Ceux-ci cherchent, à défaut de leur honneur, à conserver leurs prébendes et leur place sur la prochaine liste conduite par madame Arosteguy. Alors, ils rament, ils rament pour trouver des arguments et n'en trouvent pas. Comme ils n'y parviennent pas, certains donnent même du conjoint pour fournir des justifications : comique. C'est de tout cela dont les Biarrots de tous bords n'en peuvent plus. Peut-être comprendront-ils mieux, au mois de mars prochain, à quel point ils exaspèrent les citoyens.

7) Existe enfin une dernière catégorie : les faux Amis. Et si l'on a pour habitude de dire que «les bons comptes font les bons amis»... on peut davantage dire ici que les faux comptes font les bons Amis. Ne pouvant suffisamment tabler sur leurs troupes sur les réseaux sociaux pour liker, soutenir et appuyer la cause, certains ont cru bon de créer de faux comptes avec des noms plausibles, sonnant tour à tour XVIème arrondissement ou Amendeuix-Oneix. Il n'y a pas à fouiller longtemps pour comprendre que madame Machin ou monsieur Bidule - que du reste personne ne connaît et pour cause (!) - est un Ami inventé qui ne commente QUE sur les affaires de la municipalité et TOUJOURS positivement.

Ces spécimens - identifiés car toujours les mêmes et bien peu nombreux - font la joie des conversations entre Biarrots. Pensez ! Dans une ville de 25.000 habitants, on les connaît les zigs et on pourrait en dire sur leur compte ! Et on sait bien ce que pense un monsieur Chazouillères de madame Arosteguy : ah oui mais c'était en 2019...

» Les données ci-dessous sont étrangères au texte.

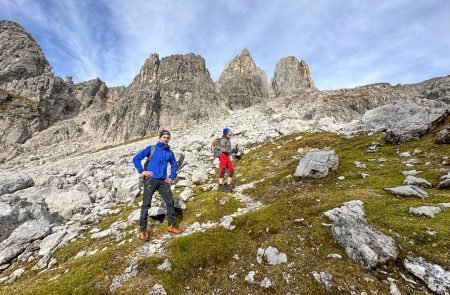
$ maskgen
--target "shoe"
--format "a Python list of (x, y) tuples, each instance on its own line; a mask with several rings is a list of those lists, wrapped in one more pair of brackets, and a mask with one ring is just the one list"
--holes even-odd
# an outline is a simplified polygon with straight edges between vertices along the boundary
[(171, 233), (173, 233), (173, 234), (180, 234), (180, 233), (182, 232), (181, 229), (179, 229), (179, 228), (177, 228), (177, 227), (175, 227), (175, 226), (173, 226), (173, 225), (169, 225), (169, 226), (167, 227), (167, 231), (168, 231), (168, 232), (171, 232)]
[(228, 193), (233, 192), (233, 186), (231, 184), (226, 184), (224, 186), (225, 186), (224, 191), (226, 191)]
[(143, 242), (148, 242), (150, 240), (148, 230), (141, 230), (141, 232), (139, 233), (139, 239)]

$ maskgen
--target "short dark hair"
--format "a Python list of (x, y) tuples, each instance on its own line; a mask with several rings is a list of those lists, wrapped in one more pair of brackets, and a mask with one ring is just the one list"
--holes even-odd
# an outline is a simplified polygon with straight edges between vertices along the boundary
[(169, 130), (161, 130), (161, 132), (159, 133), (159, 138), (161, 138), (163, 135), (166, 135), (166, 134), (170, 136)]

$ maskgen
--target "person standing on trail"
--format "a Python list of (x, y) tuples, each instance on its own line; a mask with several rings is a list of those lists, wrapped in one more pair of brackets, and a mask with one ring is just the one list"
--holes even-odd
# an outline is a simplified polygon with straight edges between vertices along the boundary
[[(231, 136), (233, 136), (233, 132), (231, 132), (230, 128), (223, 129), (223, 136), (219, 139), (218, 146), (219, 146), (219, 190), (224, 191), (231, 191), (232, 186), (231, 182), (233, 181), (233, 175), (234, 175), (234, 168), (233, 163), (230, 160), (230, 156), (232, 153), (231, 149)], [(225, 172), (228, 175), (227, 183), (223, 185)]]
[[(144, 176), (144, 200), (141, 207), (141, 217), (139, 219), (140, 233), (142, 241), (149, 240), (147, 229), (148, 209), (152, 203), (152, 197), (156, 190), (161, 194), (167, 207), (167, 231), (175, 234), (181, 230), (175, 226), (175, 207), (170, 184), (177, 176), (178, 164), (175, 155), (169, 146), (170, 132), (162, 130), (159, 133), (159, 142), (148, 146), (133, 158), (133, 163), (139, 174)], [(141, 161), (147, 158), (147, 162), (142, 167)], [(170, 175), (167, 177), (167, 165), (170, 163)]]

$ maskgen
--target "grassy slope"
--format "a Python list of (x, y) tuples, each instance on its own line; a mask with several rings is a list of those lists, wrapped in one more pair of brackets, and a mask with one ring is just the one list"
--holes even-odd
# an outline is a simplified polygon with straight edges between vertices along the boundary
[[(435, 145), (430, 135), (401, 146), (383, 145), (376, 153), (366, 153), (365, 149), (372, 141), (382, 142), (382, 138), (374, 135), (346, 141), (336, 134), (310, 133), (285, 136), (256, 148), (240, 161), (236, 184), (263, 180), (245, 193), (263, 202), (264, 208), (236, 218), (233, 224), (237, 227), (233, 231), (220, 228), (173, 239), (166, 246), (166, 255), (141, 260), (138, 275), (116, 293), (141, 294), (155, 283), (162, 283), (170, 294), (212, 293), (213, 290), (218, 294), (321, 294), (324, 290), (312, 278), (312, 271), (331, 273), (336, 286), (333, 292), (336, 293), (388, 293), (389, 285), (383, 281), (386, 276), (366, 271), (348, 259), (333, 242), (330, 229), (323, 225), (329, 223), (323, 217), (326, 210), (354, 199), (364, 202), (370, 224), (396, 240), (401, 257), (411, 251), (440, 265), (450, 265), (450, 210), (443, 210), (434, 219), (414, 217), (408, 213), (410, 206), (450, 202), (449, 191), (429, 189), (430, 197), (420, 200), (396, 198), (383, 190), (386, 186), (401, 185), (404, 179), (401, 171), (409, 169), (423, 170), (419, 177), (436, 185), (439, 176), (444, 174), (439, 168), (448, 168), (442, 166), (442, 158), (450, 155), (450, 147)], [(292, 177), (301, 148), (306, 147), (334, 149), (340, 161), (338, 170), (321, 180)], [(420, 164), (409, 168), (401, 163), (405, 159), (399, 158), (396, 151), (412, 151), (415, 148), (423, 151), (415, 156)], [(270, 157), (271, 153), (273, 156)], [(369, 161), (381, 157), (387, 161)], [(356, 168), (353, 164), (355, 160), (365, 163), (367, 169)], [(425, 166), (427, 161), (432, 164)], [(361, 179), (361, 172), (370, 176)], [(345, 180), (337, 181), (340, 175), (345, 176)], [(229, 203), (220, 206), (219, 200), (227, 196), (223, 193), (203, 192), (198, 188), (195, 194), (194, 200), (188, 202), (183, 219), (179, 221), (182, 227), (195, 221), (219, 220), (240, 206), (231, 196), (228, 196)], [(126, 211), (118, 217), (110, 217), (97, 227), (106, 228), (129, 213)], [(196, 217), (197, 213), (201, 216)], [(300, 218), (304, 221), (295, 221)], [(427, 234), (427, 229), (435, 231), (436, 236)], [(158, 225), (153, 234), (160, 236), (164, 233), (164, 226)], [(134, 235), (130, 233), (128, 238), (134, 238)], [(39, 275), (27, 271), (11, 286), (2, 287), (0, 294), (104, 294), (112, 277), (128, 266), (128, 256), (139, 245), (136, 239), (122, 246), (117, 246), (111, 238), (100, 241), (78, 239), (55, 254), (57, 267)], [(288, 264), (259, 265), (256, 251), (267, 246), (286, 253)], [(103, 247), (108, 248), (93, 256), (71, 259), (78, 251), (101, 250)], [(327, 258), (331, 253), (339, 253), (344, 258)], [(239, 259), (233, 258), (236, 254)], [(165, 258), (169, 258), (173, 265), (171, 272), (156, 268)], [(399, 279), (394, 263), (387, 268), (394, 273), (394, 278)], [(64, 274), (67, 269), (69, 271)], [(263, 290), (245, 282), (244, 277), (251, 270), (257, 271), (256, 280), (268, 277), (275, 288)], [(234, 280), (229, 277), (233, 273), (236, 273)], [(60, 277), (47, 282), (58, 274)], [(401, 282), (399, 287), (407, 291)]]

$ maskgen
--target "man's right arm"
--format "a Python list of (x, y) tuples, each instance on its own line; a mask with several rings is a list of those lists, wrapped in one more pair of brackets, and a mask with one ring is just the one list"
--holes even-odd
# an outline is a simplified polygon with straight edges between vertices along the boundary
[(142, 174), (142, 172), (144, 172), (144, 168), (142, 168), (141, 161), (145, 159), (149, 153), (150, 153), (150, 146), (146, 147), (133, 157), (134, 167), (136, 167), (139, 174)]

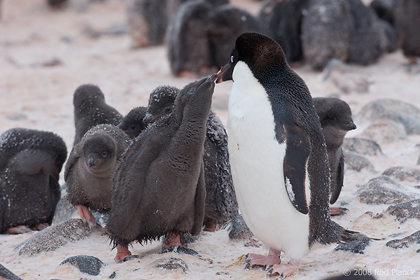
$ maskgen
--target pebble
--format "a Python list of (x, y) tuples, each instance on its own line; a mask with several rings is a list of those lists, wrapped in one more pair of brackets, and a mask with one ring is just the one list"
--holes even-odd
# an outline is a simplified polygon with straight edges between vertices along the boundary
[(34, 255), (41, 252), (54, 251), (68, 242), (84, 239), (92, 233), (82, 220), (70, 219), (46, 227), (15, 248), (19, 255)]
[(69, 264), (80, 271), (90, 275), (99, 275), (101, 268), (105, 265), (101, 260), (90, 255), (75, 255), (63, 260), (59, 265)]

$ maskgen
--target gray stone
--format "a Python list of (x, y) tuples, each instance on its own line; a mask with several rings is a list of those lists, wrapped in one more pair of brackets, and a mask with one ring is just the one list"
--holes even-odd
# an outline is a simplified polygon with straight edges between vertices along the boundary
[(358, 123), (366, 120), (391, 120), (402, 124), (408, 134), (420, 134), (420, 109), (397, 99), (379, 99), (370, 102), (360, 110), (355, 119), (358, 120)]
[(344, 168), (356, 171), (360, 171), (364, 168), (374, 170), (374, 167), (370, 160), (357, 153), (349, 150), (343, 150), (344, 155)]
[(7, 268), (0, 264), (0, 279), (1, 280), (22, 280)]
[(412, 244), (420, 244), (420, 230), (401, 239), (394, 239), (386, 242), (387, 246), (395, 249), (409, 248)]
[(90, 255), (75, 255), (63, 260), (59, 265), (69, 264), (83, 273), (90, 275), (99, 275), (101, 268), (105, 265), (104, 262), (96, 257)]
[(396, 218), (402, 223), (409, 218), (420, 220), (420, 200), (413, 200), (391, 205), (386, 210), (389, 215), (395, 216)]
[(407, 132), (404, 125), (400, 122), (390, 120), (379, 120), (368, 126), (359, 136), (383, 145), (406, 139)]
[(168, 270), (182, 270), (186, 272), (188, 270), (187, 263), (178, 258), (167, 257), (155, 260), (150, 264), (154, 267), (163, 268)]
[(385, 170), (382, 175), (398, 181), (414, 182), (419, 183), (420, 181), (420, 169), (404, 167), (390, 167)]
[(233, 240), (250, 240), (253, 237), (241, 214), (226, 222), (223, 228), (229, 231), (229, 238)]
[[(368, 204), (400, 203), (412, 199), (405, 188), (386, 176), (374, 178), (356, 192), (360, 202)], [(416, 195), (413, 193), (413, 195)]]
[(15, 248), (19, 255), (34, 255), (41, 252), (54, 251), (68, 242), (88, 237), (92, 233), (89, 226), (80, 219), (71, 219), (51, 225), (36, 233)]
[(348, 150), (362, 155), (383, 155), (381, 147), (377, 142), (361, 138), (344, 138), (342, 148), (344, 150)]

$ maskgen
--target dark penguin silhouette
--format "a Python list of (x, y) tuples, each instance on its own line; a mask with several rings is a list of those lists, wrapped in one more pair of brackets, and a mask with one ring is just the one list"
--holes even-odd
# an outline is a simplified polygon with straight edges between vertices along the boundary
[(260, 22), (246, 10), (222, 5), (214, 10), (207, 27), (211, 50), (216, 67), (226, 63), (237, 37), (246, 31), (260, 32)]
[(101, 124), (118, 125), (122, 115), (105, 102), (105, 96), (97, 85), (85, 84), (76, 89), (73, 95), (76, 146), (91, 127)]
[(130, 139), (136, 138), (147, 127), (147, 124), (143, 121), (146, 117), (146, 107), (142, 106), (133, 108), (118, 125), (118, 127), (122, 130)]
[(312, 0), (302, 23), (302, 46), (312, 69), (334, 58), (347, 61), (354, 22), (346, 0)]
[[(315, 244), (363, 238), (330, 216), (325, 140), (310, 92), (288, 66), (280, 45), (244, 33), (217, 82), (234, 81), (229, 97), (228, 147), (241, 214), (267, 256), (248, 265), (273, 265), (269, 274), (294, 273)], [(280, 253), (291, 258), (279, 264)]]
[(384, 52), (378, 17), (373, 9), (365, 6), (360, 0), (346, 1), (354, 24), (347, 62), (361, 65), (375, 62)]
[(309, 0), (269, 0), (258, 13), (262, 32), (276, 40), (284, 50), (288, 62), (303, 57), (300, 29), (303, 13)]
[(206, 26), (214, 8), (205, 0), (188, 1), (172, 16), (166, 38), (174, 75), (207, 74), (213, 66)]
[[(330, 163), (331, 197), (330, 204), (335, 203), (343, 187), (344, 157), (342, 146), (346, 134), (356, 128), (351, 118), (351, 110), (345, 101), (334, 97), (314, 98), (315, 110), (319, 117), (326, 139)], [(331, 207), (331, 215), (342, 213), (338, 207)]]
[(0, 232), (23, 233), (51, 224), (61, 192), (67, 148), (52, 132), (14, 128), (0, 136)]
[[(154, 122), (172, 113), (178, 91), (176, 88), (169, 86), (153, 90), (149, 99), (146, 121)], [(211, 111), (206, 122), (203, 161), (206, 184), (204, 230), (213, 232), (218, 225), (238, 214), (238, 204), (230, 174), (227, 135), (221, 120)]]
[(129, 136), (111, 125), (99, 125), (86, 132), (69, 156), (64, 167), (67, 200), (91, 228), (96, 220), (90, 209), (108, 213), (112, 198), (112, 177)]
[(416, 64), (420, 57), (420, 2), (416, 0), (396, 1), (395, 24), (398, 46), (410, 64)]
[(203, 164), (206, 120), (214, 75), (187, 85), (172, 113), (149, 126), (123, 155), (113, 178), (108, 230), (115, 260), (128, 245), (169, 234), (168, 247), (181, 248), (180, 234), (201, 231), (206, 190)]

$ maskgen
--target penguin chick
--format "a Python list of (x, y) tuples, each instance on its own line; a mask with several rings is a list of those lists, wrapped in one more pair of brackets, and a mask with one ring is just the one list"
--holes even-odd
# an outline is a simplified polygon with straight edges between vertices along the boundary
[(169, 234), (168, 247), (188, 251), (180, 234), (201, 231), (206, 190), (203, 165), (206, 120), (214, 75), (187, 85), (172, 113), (134, 139), (113, 177), (108, 220), (116, 260), (129, 258), (130, 244)]
[(147, 127), (147, 124), (143, 121), (146, 117), (146, 107), (136, 107), (130, 111), (118, 125), (124, 132), (131, 139), (136, 138)]
[(89, 130), (70, 153), (64, 167), (67, 200), (90, 228), (96, 227), (90, 210), (108, 213), (111, 209), (112, 176), (130, 143), (120, 128), (99, 125)]
[[(172, 113), (179, 90), (160, 86), (152, 92), (145, 121), (154, 122)], [(210, 111), (206, 121), (204, 141), (206, 185), (205, 231), (214, 232), (238, 214), (238, 205), (232, 181), (227, 153), (227, 135), (220, 118)]]
[(76, 146), (91, 127), (101, 124), (118, 125), (122, 115), (105, 103), (105, 96), (99, 88), (85, 84), (76, 89), (73, 95)]
[[(346, 134), (356, 130), (356, 126), (353, 122), (350, 106), (344, 100), (334, 97), (316, 97), (313, 100), (327, 145), (330, 172), (330, 204), (333, 204), (338, 199), (344, 179), (342, 146)], [(331, 215), (342, 212), (339, 207), (331, 207), (330, 211)]]
[(52, 221), (67, 148), (52, 132), (24, 128), (0, 136), (0, 232), (41, 230)]
[[(227, 134), (239, 209), (267, 256), (248, 254), (249, 266), (273, 265), (286, 277), (316, 244), (363, 239), (331, 220), (330, 174), (319, 118), (304, 81), (281, 46), (255, 32), (236, 41), (216, 82), (233, 80)], [(280, 264), (280, 253), (291, 258)]]

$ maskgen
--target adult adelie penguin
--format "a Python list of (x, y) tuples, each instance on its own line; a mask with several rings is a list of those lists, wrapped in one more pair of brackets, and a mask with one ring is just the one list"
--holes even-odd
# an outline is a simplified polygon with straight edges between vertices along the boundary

Dès que ça tourne vilain pour madame Arosteguy, voilà la meute qui apparaît sur les réseaux sociaux pour faire de la désinformation, de l'intox, proférer des insultes, des mensonges et des menaces à peine voilées. Certains font des parallèles plus que douteux, mais tout va bien car ils sont dans le «bon» camp, celui du Pouvoir.

Ce fut le cas en réaction à l'immixtion - au dernier conseil municipal - de Biarrots mécontents de la future urbanisation d'Aguilera. À lire la meute, on pourrait croire qu'il s'est agi de dangereux factieux venus en Mairie de Biarritz en découdre. Et si on redescendait sur terre ? Car en guise de Black Blocs armés de cailloux pour tout casser, nous n'avons vu que de braves gens venus défendre le dernier espace foncier qui a jusqu'alors su résister face aux appétits voraces de la bétonnisation. Des braves gens dont l'intelligence et le bon sens ont été provoqués par un projet scandaleux. De braves gens qui ont expliqué, en bonne et due forme, leur refus à ce projet. De braves gens qui cherchent à se faire entendre, mais qui en face ne trouvent que mépris.

Et pourtant ils sont désignés par la meute comme des «agitateurs», des «personnes pilotées», des «excités», des «rageux», des «LFIistes», des individus «d'extrême-droite», quand d'autres sont désignés comme des Biarrots «normaux» - comprendra qui pourra...

Voilà maintenant un élu de la République - monsieur Destizon - traité de «grand malade» par le compagnon de madame Arosteguy. Que dira le président Lisnard de l'AMF de ce fonctionnaire tenu au devoir de réserve - à défaut de politesse - car directeur de Cabinet du département de la Marne ? N'est-ce pas cela l'agression contre les élus que le maire de Cannes dénonce avec force ?

Qu'aurait-il à dire encore de monsieur le Général Jean-Bernard Pinatel qui insulte allègrement le conseiller municipal d'opposition Guillaume Barucq ? Encore un qui bafoue son devoir de réserve.

Alors, madame Arosteguy, comprenant que la presse locale, les réseaux sociaux et le bouche-à-oreille ont largement diffusé la sordide évacuation des Biarrots de la Maison du Peuple, se cherche un récit crédible et ne sait plus sur quel talon danser.

Elle parle des «Biarrots pacifiques infiltrés par quelques excités rageux» et dit «Je ne me laisserai pas intimider par ces groupuscules» (!?). Rappelons que c'est bien de Biarrots dont il est question.

Madame Arosteguy dit même que «prendre en otage des Biarrots pacifiques et âgés est scandaleux». Que dire encore sur l'indécente utilisation de ce vocable «d'otage» en la circonstance ?

Tout ce qui est excessif est insignifiant. Mais quel outrage tout de même.